Sur son site la société © My Baggage propose de l'air de différents pays
Oui et non. Et c’est bien là le problème, car dans cette phase radicalisée que connaît notre pays et plus globalement les sociétés démocratiques, où tout est bon à déboulonner (de la statue du Général Robert E. Lee Commandant des troupes confédérées (camp sudiste esclavagiste) à celle du Mahatma Gandhi pour avoir proféré des propos racistes dans sa jeunesse, tout se vaut !), on réécrit l’histoire du vin en histoire militante, monosémique, en détruisant ce qui dérange sans en peser les conséquences. Le vin comme son histoire, comme l’Histoire, est polysémique, c’est-à-dire pluriel et contradictoire. C’est ce qui le rend si singulier et finalement impérissable. Ainsi, partant du principe que l’on ne peut construire d’avenir sans passé, il faut apprendre à admettre son ambivalence, ses contradictions jusqu’à ses absurdités qui ont façonné toute une civilisation que notre époque se plait à détruire. Le vin évolue, peut-être trop lentement, mais il évolue avec son lot de paradoxes qu’il est temps d’accepter afin d’éviter sa totale disparition – le vin n’est pas de taille à s’attaquer aux boissons alcoolisées.
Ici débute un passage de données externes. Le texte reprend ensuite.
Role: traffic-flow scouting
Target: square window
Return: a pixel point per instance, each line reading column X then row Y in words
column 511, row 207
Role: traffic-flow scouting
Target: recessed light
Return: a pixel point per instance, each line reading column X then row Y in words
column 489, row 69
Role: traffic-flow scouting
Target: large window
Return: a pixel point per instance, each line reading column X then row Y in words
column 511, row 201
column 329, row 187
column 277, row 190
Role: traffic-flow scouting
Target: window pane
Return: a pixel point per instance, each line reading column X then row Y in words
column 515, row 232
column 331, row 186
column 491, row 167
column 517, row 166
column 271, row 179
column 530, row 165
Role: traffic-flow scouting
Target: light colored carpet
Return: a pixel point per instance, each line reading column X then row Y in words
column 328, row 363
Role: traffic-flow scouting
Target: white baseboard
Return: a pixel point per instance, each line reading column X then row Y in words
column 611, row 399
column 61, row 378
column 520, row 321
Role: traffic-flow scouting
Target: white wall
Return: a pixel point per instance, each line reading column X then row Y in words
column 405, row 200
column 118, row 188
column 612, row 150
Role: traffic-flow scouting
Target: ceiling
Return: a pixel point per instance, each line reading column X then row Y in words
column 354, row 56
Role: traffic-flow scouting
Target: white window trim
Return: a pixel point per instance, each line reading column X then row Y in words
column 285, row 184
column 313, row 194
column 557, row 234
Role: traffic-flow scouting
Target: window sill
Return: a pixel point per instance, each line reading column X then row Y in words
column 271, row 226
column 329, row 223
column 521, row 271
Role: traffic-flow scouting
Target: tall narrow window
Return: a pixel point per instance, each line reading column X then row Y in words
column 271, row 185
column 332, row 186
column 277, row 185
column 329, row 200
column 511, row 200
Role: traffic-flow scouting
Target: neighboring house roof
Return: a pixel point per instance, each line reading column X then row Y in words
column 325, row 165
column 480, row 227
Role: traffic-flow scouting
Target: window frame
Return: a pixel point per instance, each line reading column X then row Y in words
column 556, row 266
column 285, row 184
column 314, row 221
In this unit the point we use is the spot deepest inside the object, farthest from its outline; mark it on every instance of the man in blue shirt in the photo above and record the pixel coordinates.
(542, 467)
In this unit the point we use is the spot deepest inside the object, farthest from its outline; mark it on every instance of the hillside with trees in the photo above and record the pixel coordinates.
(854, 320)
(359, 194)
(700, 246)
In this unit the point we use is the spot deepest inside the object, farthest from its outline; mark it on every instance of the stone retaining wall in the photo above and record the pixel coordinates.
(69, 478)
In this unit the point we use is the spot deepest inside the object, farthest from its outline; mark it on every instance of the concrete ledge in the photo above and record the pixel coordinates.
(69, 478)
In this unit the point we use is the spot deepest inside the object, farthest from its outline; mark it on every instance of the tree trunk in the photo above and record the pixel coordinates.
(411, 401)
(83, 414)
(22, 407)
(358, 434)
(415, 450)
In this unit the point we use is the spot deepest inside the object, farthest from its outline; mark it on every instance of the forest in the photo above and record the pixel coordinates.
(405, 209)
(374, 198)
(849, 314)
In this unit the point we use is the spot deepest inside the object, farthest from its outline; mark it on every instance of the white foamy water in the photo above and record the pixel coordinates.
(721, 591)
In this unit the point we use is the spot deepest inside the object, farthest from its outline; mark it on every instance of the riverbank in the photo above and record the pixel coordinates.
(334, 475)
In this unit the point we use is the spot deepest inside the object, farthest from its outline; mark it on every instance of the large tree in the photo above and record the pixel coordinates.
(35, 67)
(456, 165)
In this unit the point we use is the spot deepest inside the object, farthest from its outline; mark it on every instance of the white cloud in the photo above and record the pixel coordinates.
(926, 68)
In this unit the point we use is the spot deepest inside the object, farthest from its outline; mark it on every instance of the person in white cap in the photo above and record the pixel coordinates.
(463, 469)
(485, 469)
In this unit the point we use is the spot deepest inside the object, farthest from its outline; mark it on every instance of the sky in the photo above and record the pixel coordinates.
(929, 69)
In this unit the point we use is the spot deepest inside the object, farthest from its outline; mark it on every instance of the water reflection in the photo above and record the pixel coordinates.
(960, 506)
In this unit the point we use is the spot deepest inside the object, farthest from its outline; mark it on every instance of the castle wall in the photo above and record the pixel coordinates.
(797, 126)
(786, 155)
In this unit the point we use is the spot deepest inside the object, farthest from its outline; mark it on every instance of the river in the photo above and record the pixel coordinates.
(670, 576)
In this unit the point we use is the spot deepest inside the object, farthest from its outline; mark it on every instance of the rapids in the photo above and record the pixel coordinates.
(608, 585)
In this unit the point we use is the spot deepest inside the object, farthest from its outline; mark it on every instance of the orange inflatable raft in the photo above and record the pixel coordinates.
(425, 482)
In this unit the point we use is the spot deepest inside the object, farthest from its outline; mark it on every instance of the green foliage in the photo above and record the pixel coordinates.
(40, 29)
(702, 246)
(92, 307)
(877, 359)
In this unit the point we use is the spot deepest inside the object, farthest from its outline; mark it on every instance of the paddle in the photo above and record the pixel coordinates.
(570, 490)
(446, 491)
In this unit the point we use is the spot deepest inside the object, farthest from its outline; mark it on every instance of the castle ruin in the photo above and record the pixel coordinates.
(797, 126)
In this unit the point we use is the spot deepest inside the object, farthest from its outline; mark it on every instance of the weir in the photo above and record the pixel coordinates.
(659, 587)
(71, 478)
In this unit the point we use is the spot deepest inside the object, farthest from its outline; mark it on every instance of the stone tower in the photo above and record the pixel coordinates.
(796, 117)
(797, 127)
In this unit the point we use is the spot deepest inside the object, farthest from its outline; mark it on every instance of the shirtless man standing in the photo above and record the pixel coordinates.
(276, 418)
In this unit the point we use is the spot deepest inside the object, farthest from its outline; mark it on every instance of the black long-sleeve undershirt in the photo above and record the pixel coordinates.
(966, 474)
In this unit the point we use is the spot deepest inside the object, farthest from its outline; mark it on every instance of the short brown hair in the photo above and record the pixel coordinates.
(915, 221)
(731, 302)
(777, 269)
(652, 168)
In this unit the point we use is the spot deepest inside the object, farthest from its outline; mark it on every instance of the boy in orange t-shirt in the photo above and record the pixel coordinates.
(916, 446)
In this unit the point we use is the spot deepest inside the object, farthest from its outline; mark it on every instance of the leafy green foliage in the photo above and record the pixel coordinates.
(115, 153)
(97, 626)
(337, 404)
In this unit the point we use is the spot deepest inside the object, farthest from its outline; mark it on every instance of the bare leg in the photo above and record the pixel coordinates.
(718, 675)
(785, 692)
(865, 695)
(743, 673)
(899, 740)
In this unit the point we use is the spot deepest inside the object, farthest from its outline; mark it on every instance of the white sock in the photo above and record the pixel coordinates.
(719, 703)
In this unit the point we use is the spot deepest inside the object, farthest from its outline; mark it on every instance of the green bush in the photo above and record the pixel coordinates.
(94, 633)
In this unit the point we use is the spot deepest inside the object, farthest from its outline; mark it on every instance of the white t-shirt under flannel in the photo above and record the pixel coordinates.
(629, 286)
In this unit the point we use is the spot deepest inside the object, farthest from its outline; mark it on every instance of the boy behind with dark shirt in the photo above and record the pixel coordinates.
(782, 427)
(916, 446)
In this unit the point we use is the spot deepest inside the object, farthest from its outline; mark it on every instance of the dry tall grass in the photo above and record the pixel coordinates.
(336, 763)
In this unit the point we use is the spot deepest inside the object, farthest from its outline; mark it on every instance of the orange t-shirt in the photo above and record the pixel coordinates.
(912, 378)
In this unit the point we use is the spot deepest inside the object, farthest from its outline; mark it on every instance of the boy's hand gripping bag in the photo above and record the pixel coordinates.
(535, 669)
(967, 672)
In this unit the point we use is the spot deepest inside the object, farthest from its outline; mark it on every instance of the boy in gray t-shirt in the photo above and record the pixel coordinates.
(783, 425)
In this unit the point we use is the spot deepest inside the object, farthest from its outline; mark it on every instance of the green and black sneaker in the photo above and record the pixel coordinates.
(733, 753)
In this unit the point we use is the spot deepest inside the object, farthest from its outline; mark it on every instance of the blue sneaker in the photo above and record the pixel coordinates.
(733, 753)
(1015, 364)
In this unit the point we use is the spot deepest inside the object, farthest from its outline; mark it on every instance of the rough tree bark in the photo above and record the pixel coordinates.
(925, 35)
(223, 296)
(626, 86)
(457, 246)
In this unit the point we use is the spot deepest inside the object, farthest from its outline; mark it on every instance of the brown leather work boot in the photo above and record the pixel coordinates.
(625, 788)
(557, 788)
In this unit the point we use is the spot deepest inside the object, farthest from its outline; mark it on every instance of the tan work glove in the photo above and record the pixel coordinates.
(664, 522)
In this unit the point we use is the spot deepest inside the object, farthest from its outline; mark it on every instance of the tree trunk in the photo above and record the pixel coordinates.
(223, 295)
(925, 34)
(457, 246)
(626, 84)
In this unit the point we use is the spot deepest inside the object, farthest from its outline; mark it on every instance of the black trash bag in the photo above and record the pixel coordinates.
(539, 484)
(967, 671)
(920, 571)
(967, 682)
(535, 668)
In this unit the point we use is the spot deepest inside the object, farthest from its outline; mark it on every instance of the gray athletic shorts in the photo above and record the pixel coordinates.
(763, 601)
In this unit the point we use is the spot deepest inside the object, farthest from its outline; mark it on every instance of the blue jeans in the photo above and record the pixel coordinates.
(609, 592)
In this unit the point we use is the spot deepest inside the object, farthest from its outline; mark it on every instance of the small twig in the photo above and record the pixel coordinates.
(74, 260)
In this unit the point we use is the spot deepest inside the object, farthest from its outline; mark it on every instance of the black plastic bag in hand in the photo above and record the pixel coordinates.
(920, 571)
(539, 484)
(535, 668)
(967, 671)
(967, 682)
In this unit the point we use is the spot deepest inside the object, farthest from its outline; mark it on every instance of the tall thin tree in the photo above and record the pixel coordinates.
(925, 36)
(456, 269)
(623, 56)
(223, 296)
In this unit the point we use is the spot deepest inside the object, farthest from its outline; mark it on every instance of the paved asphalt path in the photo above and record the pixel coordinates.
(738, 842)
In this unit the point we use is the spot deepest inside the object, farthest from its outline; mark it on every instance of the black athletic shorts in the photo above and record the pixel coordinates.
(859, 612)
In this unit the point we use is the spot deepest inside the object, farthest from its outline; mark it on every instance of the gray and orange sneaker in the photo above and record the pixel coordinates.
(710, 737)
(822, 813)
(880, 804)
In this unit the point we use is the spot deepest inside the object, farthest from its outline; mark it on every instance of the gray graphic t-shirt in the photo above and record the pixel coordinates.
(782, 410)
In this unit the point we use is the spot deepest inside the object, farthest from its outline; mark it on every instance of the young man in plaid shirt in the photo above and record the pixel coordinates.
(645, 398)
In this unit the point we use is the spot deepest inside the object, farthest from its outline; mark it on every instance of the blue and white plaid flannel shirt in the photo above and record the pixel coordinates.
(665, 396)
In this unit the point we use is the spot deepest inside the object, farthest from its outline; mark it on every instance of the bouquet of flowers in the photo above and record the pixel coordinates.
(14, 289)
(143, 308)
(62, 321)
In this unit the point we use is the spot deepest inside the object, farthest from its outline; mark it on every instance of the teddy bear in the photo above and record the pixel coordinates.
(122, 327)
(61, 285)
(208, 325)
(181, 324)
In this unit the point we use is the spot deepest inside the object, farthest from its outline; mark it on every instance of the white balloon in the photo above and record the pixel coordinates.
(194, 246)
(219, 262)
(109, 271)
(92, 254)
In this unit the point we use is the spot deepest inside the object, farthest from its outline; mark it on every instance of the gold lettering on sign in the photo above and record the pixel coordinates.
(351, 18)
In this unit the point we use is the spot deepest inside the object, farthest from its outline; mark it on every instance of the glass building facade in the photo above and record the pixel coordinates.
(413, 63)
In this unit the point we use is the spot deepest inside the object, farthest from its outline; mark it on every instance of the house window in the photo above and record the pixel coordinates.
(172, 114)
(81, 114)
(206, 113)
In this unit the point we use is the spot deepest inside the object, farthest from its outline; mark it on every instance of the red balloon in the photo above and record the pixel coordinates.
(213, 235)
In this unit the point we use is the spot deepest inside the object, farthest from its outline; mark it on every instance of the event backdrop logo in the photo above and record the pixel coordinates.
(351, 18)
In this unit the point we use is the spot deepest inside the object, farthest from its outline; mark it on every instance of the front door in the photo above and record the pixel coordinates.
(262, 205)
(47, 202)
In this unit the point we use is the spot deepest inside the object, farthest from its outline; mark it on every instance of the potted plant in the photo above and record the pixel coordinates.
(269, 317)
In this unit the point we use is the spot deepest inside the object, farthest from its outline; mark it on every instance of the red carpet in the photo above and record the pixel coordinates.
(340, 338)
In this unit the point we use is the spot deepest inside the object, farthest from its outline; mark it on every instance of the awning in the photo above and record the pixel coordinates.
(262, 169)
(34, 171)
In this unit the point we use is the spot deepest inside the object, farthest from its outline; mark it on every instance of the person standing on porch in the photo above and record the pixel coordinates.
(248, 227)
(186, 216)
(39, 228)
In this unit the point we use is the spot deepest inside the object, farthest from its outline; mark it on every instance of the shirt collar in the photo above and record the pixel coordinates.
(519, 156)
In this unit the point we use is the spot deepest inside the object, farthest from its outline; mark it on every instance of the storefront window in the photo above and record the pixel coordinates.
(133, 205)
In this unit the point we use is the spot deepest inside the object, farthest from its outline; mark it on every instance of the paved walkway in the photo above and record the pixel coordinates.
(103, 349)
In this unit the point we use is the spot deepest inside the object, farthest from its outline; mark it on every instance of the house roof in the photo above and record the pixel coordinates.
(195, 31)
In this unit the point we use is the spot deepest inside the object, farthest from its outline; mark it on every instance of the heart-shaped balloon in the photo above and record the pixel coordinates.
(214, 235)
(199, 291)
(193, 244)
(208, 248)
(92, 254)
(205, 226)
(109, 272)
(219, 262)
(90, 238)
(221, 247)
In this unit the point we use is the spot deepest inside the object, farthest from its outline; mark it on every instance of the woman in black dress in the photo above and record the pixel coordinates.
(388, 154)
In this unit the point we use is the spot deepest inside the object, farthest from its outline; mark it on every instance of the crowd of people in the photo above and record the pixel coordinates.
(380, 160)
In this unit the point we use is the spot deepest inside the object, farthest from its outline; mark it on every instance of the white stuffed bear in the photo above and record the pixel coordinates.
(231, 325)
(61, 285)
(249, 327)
Dans son livre « La ferme aux animaux », George Orwell nous apprend « que les révolutions n’engendrent une amélioration radicale que si les masses sont vigilantes et savent comment virer leurs chefs dès que ceux-ci ont fait leur boulot. » Je crois qu’il est temps de virer les « sans » qui ont fait leur boulot. Le vin est sorti de sa torpeur.
Reste à savoir si ce vin « sans » redevenu un vin peut à nouveau séduire les consommateurs. Dans une époque qui érige l’oisiveté en vertu, le travail de l’esprit ne séduit plus. Comment alors redonner à l’amateur le goût non pas du vin, mais de la contradiction, de la discordance, du désaccord qui fait société ? Car c’est de cela qu’il s’agit : l’on aura beau faire des courbures, rendre le vin accessible, rien n’y fera. À la fin, le vin, celui qui n’est pas une boisson alcoolisée comme les autres, exige un effort. À moins de produire précisément un vin sans effort ! Un vin qui serait sans histoire, sans style et sans mystère. Un vin sans originalité, sans signification et sans contradiction. D’ailleurs, n’existe-t-il pas déjà ce vin « fruité » ou « facile à boire » comme on l’entend depuis un certain temps ? L’amateur a les vins qu’il mérite. Qu’il n’oublie pas que ses combats d’aujourd’hui seront les normes de demain et l’arrière-garde du jour d’après. Quant à nous, « gens du vin », au lieu de nous demander quel vin nous allons laisser à l’amateur, nous ferions bien de nous demander quel amateur nous allons laisser au vin.
*Non, un vin sans alcool n’est pas un vin ! Mais une boisson fermentée à base de raisin désalcoolisée.